Created on 07-15-2022 09:01 AM - edited 10-21-2022 08:40 AM
Pulling Change Data Capture (aka CDC) logs off a database can be challenging, but is made easier with tools like Debezium and Kafka Connect. It can still be challenging, but Cloudera's Streams Messaging Manager has an interface to help simplify the setup process. At its core, Kafka Connect simply takes data sources (think: relational database, message queue, syslogs, etc.) and publishes that data to a kafka topic. It can also read data from a kafka topic and sink that data to another location (think: S3, HTTP endpoint, database, etc). It connects sources to sinks using kafka as the intermediate layer. For our purposes, we will set up a connection to read CDC logs off a MySQL instance and publish that data to kafka.
Pre-requisites:
Helpful documents:
Configuring MySQL
We'll need to do some basic setup on our MySQL instance which is most easily done by via ssh. Once logged into the MySQL host, connect to the MySQL instance:
mysql -uroot -p
We'll need to create a few users and a database that will be used to connect into later. You'll need to grab the hostnames of the broker nodes on your Streams Messaging data hub in order to create the user correctly.

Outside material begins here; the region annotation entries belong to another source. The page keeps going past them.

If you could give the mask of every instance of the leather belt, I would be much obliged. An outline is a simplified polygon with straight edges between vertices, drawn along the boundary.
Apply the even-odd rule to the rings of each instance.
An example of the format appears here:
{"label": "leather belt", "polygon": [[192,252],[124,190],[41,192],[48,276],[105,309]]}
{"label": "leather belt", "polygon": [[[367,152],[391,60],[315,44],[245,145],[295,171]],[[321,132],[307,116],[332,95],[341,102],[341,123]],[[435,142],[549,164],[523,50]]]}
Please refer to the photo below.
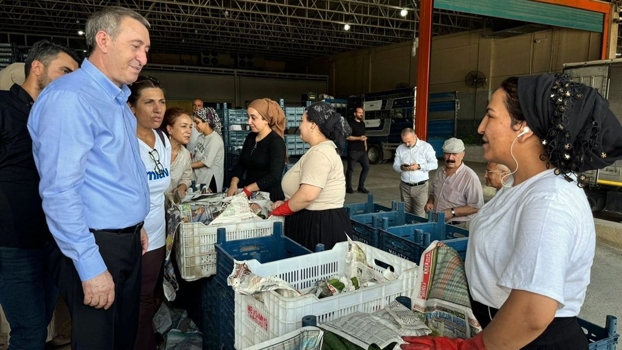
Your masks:
{"label": "leather belt", "polygon": [[427,182],[427,180],[424,180],[423,181],[419,181],[419,182],[417,182],[417,183],[415,183],[415,184],[411,184],[410,182],[407,182],[406,181],[404,181],[404,180],[402,180],[402,182],[404,182],[404,184],[408,185],[408,186],[411,186],[412,187],[414,187],[414,186],[420,186],[425,184],[425,182]]}
{"label": "leather belt", "polygon": [[125,227],[124,229],[104,229],[101,230],[89,229],[88,230],[93,234],[97,232],[109,232],[111,234],[136,234],[141,231],[141,229],[142,228],[142,225],[144,223],[144,221],[141,221],[134,226],[129,226]]}

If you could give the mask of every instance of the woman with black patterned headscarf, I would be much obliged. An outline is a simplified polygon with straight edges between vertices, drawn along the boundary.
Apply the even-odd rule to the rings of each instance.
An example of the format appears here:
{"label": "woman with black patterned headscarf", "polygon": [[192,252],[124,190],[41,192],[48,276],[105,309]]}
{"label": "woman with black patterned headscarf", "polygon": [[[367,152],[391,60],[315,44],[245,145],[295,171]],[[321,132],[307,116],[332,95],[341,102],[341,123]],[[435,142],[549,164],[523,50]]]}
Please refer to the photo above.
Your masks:
{"label": "woman with black patterned headscarf", "polygon": [[597,91],[557,74],[504,80],[478,131],[486,160],[511,171],[470,228],[465,269],[483,331],[402,348],[588,349],[577,315],[596,234],[582,173],[622,158],[622,126]]}
{"label": "woman with black patterned headscarf", "polygon": [[225,178],[225,144],[218,132],[220,118],[214,108],[207,107],[195,112],[195,127],[200,133],[192,154],[192,177],[197,186],[205,184],[211,192],[223,190]]}
{"label": "woman with black patterned headscarf", "polygon": [[283,176],[287,199],[272,215],[285,215],[285,234],[308,249],[330,249],[352,231],[343,208],[346,182],[340,154],[352,130],[330,105],[317,102],[302,115],[300,138],[311,146]]}

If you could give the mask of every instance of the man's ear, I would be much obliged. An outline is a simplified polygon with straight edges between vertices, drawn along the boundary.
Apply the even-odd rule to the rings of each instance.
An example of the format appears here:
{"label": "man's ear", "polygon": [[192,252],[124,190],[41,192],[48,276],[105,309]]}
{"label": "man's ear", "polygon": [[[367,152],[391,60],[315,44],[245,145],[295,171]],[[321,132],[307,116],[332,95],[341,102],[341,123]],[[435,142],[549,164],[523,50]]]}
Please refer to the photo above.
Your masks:
{"label": "man's ear", "polygon": [[40,77],[43,75],[44,72],[45,71],[45,66],[44,65],[41,61],[34,60],[32,61],[32,65],[30,65],[30,73],[34,74],[37,77]]}

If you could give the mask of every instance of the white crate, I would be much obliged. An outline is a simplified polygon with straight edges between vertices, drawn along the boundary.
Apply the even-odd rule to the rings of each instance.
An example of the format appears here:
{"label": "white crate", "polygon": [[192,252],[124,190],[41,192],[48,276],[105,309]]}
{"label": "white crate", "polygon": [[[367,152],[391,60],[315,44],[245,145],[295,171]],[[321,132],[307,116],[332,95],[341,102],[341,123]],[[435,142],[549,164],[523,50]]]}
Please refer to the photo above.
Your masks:
{"label": "white crate", "polygon": [[284,217],[227,225],[205,225],[202,222],[182,223],[177,229],[175,255],[179,274],[187,281],[194,281],[216,273],[216,231],[226,230],[227,240],[246,239],[272,234],[275,222],[284,222]]}
{"label": "white crate", "polygon": [[[301,319],[307,315],[315,315],[320,324],[353,312],[373,313],[397,296],[410,298],[417,279],[417,264],[371,246],[356,244],[365,252],[370,266],[382,273],[385,270],[381,266],[383,263],[391,265],[397,279],[322,299],[315,295],[284,298],[274,291],[256,296],[236,293],[236,349],[244,349],[294,331],[302,326]],[[276,275],[301,290],[315,285],[320,280],[343,275],[348,248],[348,243],[345,242],[338,243],[330,250],[301,257],[264,264],[254,260],[246,262],[253,273]]]}

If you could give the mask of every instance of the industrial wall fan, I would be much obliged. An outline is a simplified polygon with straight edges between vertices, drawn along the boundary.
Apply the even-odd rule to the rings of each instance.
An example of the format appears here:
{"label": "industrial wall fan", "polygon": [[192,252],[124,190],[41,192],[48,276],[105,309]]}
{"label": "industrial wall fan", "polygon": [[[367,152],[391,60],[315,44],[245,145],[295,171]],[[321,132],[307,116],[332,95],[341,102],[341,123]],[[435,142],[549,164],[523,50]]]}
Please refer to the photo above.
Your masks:
{"label": "industrial wall fan", "polygon": [[465,77],[465,83],[473,88],[485,87],[487,81],[486,75],[479,70],[471,70]]}

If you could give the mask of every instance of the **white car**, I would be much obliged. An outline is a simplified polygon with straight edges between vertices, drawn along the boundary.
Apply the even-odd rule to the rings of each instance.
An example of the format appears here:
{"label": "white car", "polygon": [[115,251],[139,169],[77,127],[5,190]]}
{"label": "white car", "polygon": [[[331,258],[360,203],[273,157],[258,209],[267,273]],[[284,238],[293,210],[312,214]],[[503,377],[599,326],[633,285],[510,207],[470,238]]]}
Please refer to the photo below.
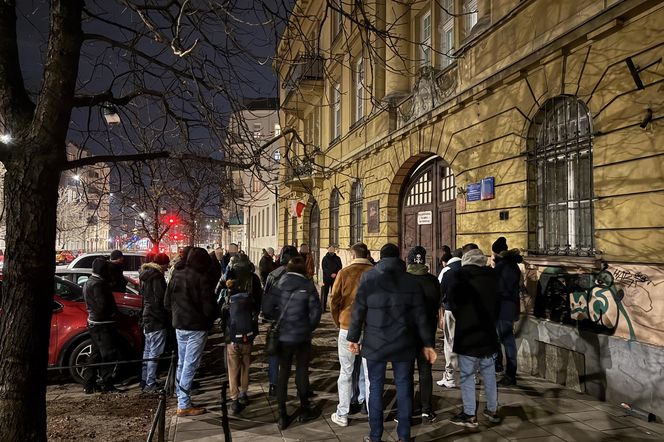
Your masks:
{"label": "white car", "polygon": [[[145,262],[146,252],[122,252],[124,255],[124,273],[128,275],[138,275],[141,265]],[[66,268],[67,269],[91,269],[92,262],[97,258],[108,259],[111,252],[93,252],[84,253],[74,259]]]}

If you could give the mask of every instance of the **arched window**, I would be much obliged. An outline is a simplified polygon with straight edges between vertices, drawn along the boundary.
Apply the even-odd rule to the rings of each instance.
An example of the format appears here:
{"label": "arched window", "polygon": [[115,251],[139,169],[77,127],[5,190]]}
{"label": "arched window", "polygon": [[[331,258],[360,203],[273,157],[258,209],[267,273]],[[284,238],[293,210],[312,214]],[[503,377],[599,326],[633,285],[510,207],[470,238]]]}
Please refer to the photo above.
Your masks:
{"label": "arched window", "polygon": [[547,255],[592,256],[592,121],[572,96],[544,103],[528,135],[530,248]]}
{"label": "arched window", "polygon": [[330,244],[339,245],[339,190],[334,189],[330,195]]}
{"label": "arched window", "polygon": [[362,241],[362,199],[364,189],[362,183],[358,180],[350,188],[350,244]]}

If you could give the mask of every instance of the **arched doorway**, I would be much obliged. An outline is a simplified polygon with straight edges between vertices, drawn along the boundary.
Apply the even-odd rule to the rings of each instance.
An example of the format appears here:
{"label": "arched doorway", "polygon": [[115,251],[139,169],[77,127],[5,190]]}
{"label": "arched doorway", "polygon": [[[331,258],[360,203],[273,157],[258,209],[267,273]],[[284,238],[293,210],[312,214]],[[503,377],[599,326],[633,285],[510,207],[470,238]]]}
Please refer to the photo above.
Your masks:
{"label": "arched doorway", "polygon": [[311,203],[311,212],[309,212],[309,251],[314,257],[316,275],[318,275],[318,267],[320,267],[320,208],[316,200]]}
{"label": "arched doorway", "polygon": [[405,181],[400,201],[400,242],[404,257],[416,245],[427,250],[432,273],[442,268],[443,246],[454,249],[456,185],[454,173],[438,156],[415,167]]}

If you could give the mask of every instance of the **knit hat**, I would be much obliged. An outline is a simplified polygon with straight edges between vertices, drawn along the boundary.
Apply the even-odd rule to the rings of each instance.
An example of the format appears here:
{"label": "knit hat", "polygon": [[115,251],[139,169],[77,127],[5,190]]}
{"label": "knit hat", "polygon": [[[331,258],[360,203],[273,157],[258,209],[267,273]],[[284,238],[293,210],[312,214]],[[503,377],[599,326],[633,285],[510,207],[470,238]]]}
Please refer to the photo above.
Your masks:
{"label": "knit hat", "polygon": [[427,255],[427,251],[422,246],[415,246],[410,249],[408,252],[408,264],[424,264],[424,258]]}
{"label": "knit hat", "polygon": [[380,259],[383,258],[398,258],[399,247],[396,244],[387,243],[380,248]]}
{"label": "knit hat", "polygon": [[154,257],[154,260],[152,262],[160,266],[165,266],[168,265],[169,262],[171,262],[171,259],[165,253],[158,253],[157,256]]}
{"label": "knit hat", "polygon": [[491,251],[496,255],[507,250],[507,240],[504,236],[499,237],[491,246]]}
{"label": "knit hat", "polygon": [[464,253],[463,256],[461,257],[462,266],[472,265],[472,266],[484,267],[486,266],[486,263],[487,263],[486,255],[484,255],[484,252],[481,251],[480,249],[469,250],[466,253]]}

SSH into your MySQL host and connect to the MySQL instance:
mysql -uroot -p
We need to create a user for each broker node in our data hub. Feel free to use a more secure password if that's your thing:
create user cdc_user@'cnelson2-streams-corebroker0.se-sandb.a465-9q4k.cloudera.site' identified with mysql_native_password by 'Password1#';
create user cdc_user@'cnelson2-streams-corebroker1.se-sandb.a465-9q4k.cloudera.site' identified with mysql_native_password by 'Password1#';
create user cdc_user@'cnelson2-streams-corebroker2.se-sandb.a465-9q4k.cloudera.site' identified with mysql_native_password by 'Password1#';
Next let's create a database and a table to demonstrate all this magic in action:
create database cdc_test;
use cdc_test;
create table t (
id bigint(20) auto_increment,
ts timestamp default current_timestamp on update current_timestamp,
primary key (id));
The final MySQL setup step we need to perform is to enable binary logging, which is done by adding these lines to /etc/my.cnf under the [mysqld] section. Any other settings in that file should not be touched.
[mysqld]
server_id = 1
log_bin = delta
binlog_format = row
binlog_row_image = FULL
server_id is somewhat arbitrary, and log_bin is the prefix for the actual binlog files that get written to disk but can be really whatever you like. binlog_format and binlog_row_image control the CDC payload.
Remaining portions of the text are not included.